So, we all know that ES6's introduced syntax is definitely sugar over what we've been doing, previously. That being said, we still don't have namespaces (which would be nice...)

The problem that I'm trying to solve is converting old code into es6. This old code was doing something like:

window.foo = {
    init: function() {

    otherFoo: {
        init: function() {


I was able to have my "modules" in separate files, and add them to my global "foo" that existed in window.

What I'd like to do instead, is create my separate modules, import them into my main JS file, and nest my classes within foo, like so:

import OtherFoo from './otherfoo';

class Foo {
    static init() {

    static get OtherFoo() { 
        return OtherFoo;

It works, so it's not a question if how I can make it work, it's a question of whether or not I should? We in the javascript community tend to do things just because we can, but I like to avoid that line.
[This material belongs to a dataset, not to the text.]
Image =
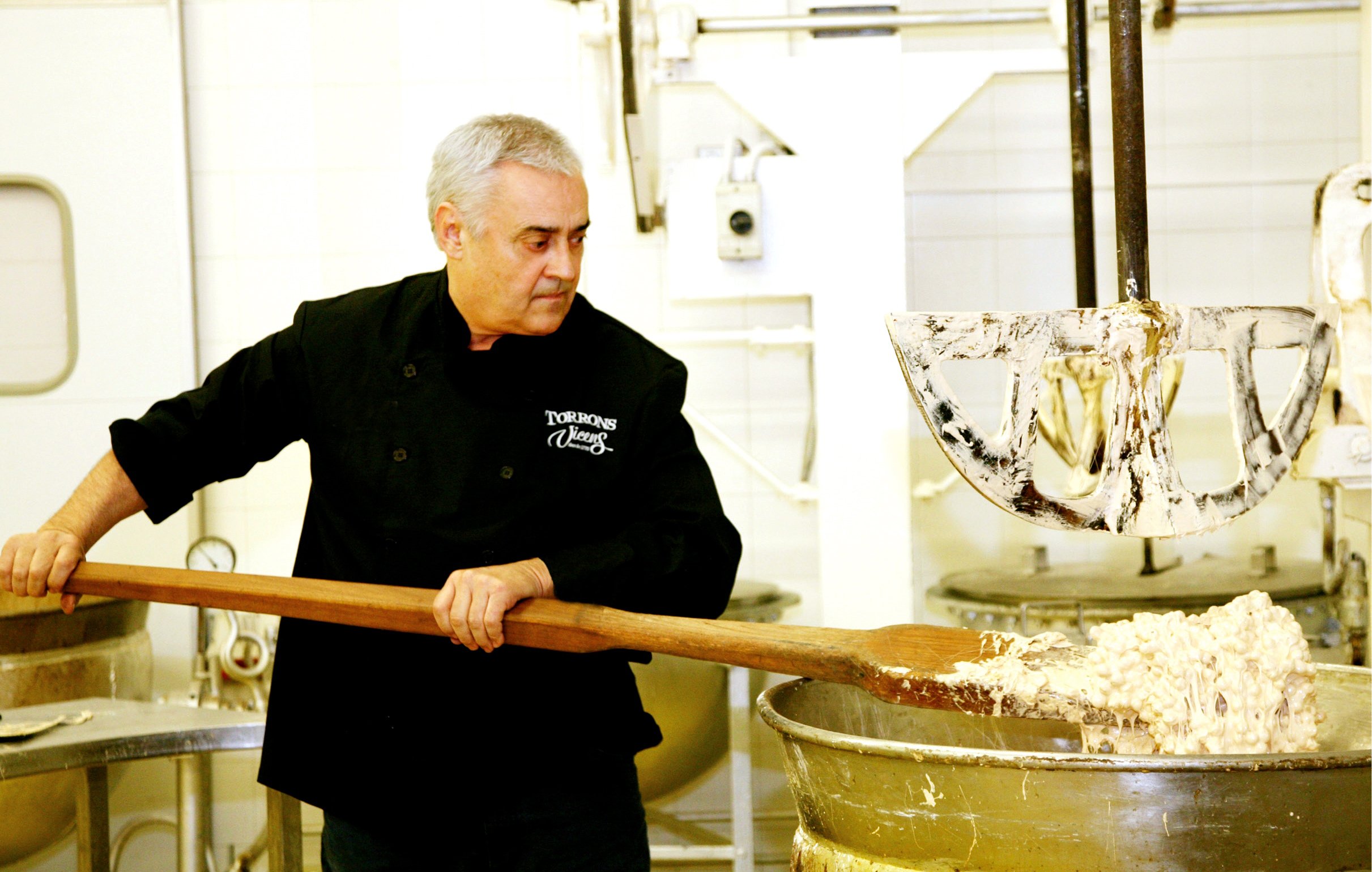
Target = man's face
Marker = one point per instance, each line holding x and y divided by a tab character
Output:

  • Please note that its not entirely sugar, there are some things (like subclassing Map and Set) that cannot be done using the old prototypal methods. There may be other differences as well. – Jared Smith Apr 30 '15 at 14:09

I know of no good reasons not to do it if the organization helps. I consider your classes and static getters to be an internal implementation detail that can expose a pattern that's already used heavily in popular JS libraries. Many libraries already expose a single object hash with types, so this isn't much different.

I see no difference between that and, say:

// foo.js
module.exports = {
   OtherFoo: require('./otherFoo.js')
   OtherFoo2: require('./otherFoo2.js')

Consider this fictional version of mongoose in es6 that uses classes:

// mongoose/index.js
export default class Mongoose {
    constructor() {

    static get model() { return require('./model.js'); }

export default class Model {

And that can be used just like the real mongoose with:

var mongoose = require('mongoose');

new mongoose.model(...);

Your method will work but because you are using a getter to return an instance of a class you are actually returning a new definition of an instance of a class each time. So later on, if you want to use instanceof Foo.OtherFoo, you will find it returns false every time.